Problems

Problems that exist within the system, that we need to live with because changing them would require major redesign.

neutron-ha-tool at the moment is not really monitoring the connection between routers but rather the agent's reported status. For short outages in the management network, or rabbit outages causing agents to fail to send the heartbeat - the tool might falsely decide to move routers.
not all routers are equal - a small number of routers are responsible for the majority of the load

Goals

make sure that the tool is not causing more trouble than help, it is not amplifying small outages
make sure busy routers are treated with care - they do not land on the same agent
neutron ha tool has to be made aware of the actual environment
- some routers are responsible for the most of the traffic
  - special treatment for busy routers
    - check load on target agent before migrating busy router - on the first iteration it can be as simple as counting the busy routers per agent, and making sure busy routers are evenly distributed.
    - can we know in advance which are the busy routers - can we tag them?
    - maybe having placement preferences for routers (Router 1 should live in agent1 or agent2) explicitly hinting the scheduling of routers

Metrics

The tool has to know the layout of the routers and agents somehow.

How do we know how busy an agent is?
- maybe we should treat an agent busy if it already has one busy router.
How do we know if a router is busy router?
- is it a fixed list?
- what if landscape is re-built?
- can we do some real-time measurements, like if a router has more than X ports, we treat it as a busy one?
- shall we assign some metric to the busyness? Each landscape has one busy router, but the prod landscape is the most important.

Scheduling

When we found that an agent needs to be evacuated, how do we use the above metrics to schedule router migrations?

If we move most busy routers first, we might amplify a small outage, and cause more trouble.

Actions

[x] find out how frequently does the agent report heartbeat
- See report_interval and agent_down_time. report_interval defaults to 30s and agent_down_time defaults to 75s.
[ ] find out a way to associate attributes to routers - we need to associate data to routers that help hinting the scheduling of routers when outage happened. Previously we wanted to use the description field for marking the AZ of the router, but we might want to give some structure to the description.
[x] periodically check for agent liveness while migrating routers - this would prevent short rabbit outages to cause moving a big number of routers
- A separate issue has been created: #12
[ ] make sure busy routers are distributed evenly across agents as possible

matelakat commented 7 years ago

Omitting the --now switch for neutron-ha-tool would mean that a random time period between 30-60 seconds would be spent waiting for the agent to become alive again. This might be enough for small outages.

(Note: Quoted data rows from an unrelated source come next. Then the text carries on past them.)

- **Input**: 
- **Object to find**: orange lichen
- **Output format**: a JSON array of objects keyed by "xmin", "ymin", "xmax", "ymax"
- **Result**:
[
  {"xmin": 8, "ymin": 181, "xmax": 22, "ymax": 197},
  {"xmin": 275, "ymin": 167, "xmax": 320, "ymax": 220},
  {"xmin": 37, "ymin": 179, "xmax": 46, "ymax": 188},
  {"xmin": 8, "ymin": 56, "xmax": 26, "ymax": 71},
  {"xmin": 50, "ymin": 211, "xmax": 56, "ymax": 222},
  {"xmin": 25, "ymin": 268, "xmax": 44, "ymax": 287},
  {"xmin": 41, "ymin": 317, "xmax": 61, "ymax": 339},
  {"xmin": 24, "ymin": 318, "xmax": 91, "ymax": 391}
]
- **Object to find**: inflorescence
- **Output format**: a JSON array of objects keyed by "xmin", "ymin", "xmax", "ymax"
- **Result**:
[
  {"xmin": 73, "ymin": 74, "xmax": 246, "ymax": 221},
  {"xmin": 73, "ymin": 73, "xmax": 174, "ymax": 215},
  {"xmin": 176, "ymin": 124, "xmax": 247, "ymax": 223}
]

matelakat commented 7 years ago

If report_interval is 30s and report_interval is 75s, in a worst case scenario, with a 31s outage, we miss two reports, thus the agent will be seen as dead for a short time (90 - 75 = 15) seconds

matelakat commented 7 years ago

Meeting 2017-05-16

How do we identify the high traffic routers? By tenant id. How do we know the tenant ids? A plain text file seems to be the easiest. How to distribute them? When to move, should it have a priority? When agent is down, we should not prioritize these high traffic routers. The only thing we need to take care is that they don't end up on the same network node. What happens if we have more high traffic routers than the number of network nodes? At the moment we have more agents than routers, so this should not be a problem. If we have more routers than agents, we shall send a WARNING that an agent will have more routers. How do we get the list of tenants? Maybe use crowbar for storing this information?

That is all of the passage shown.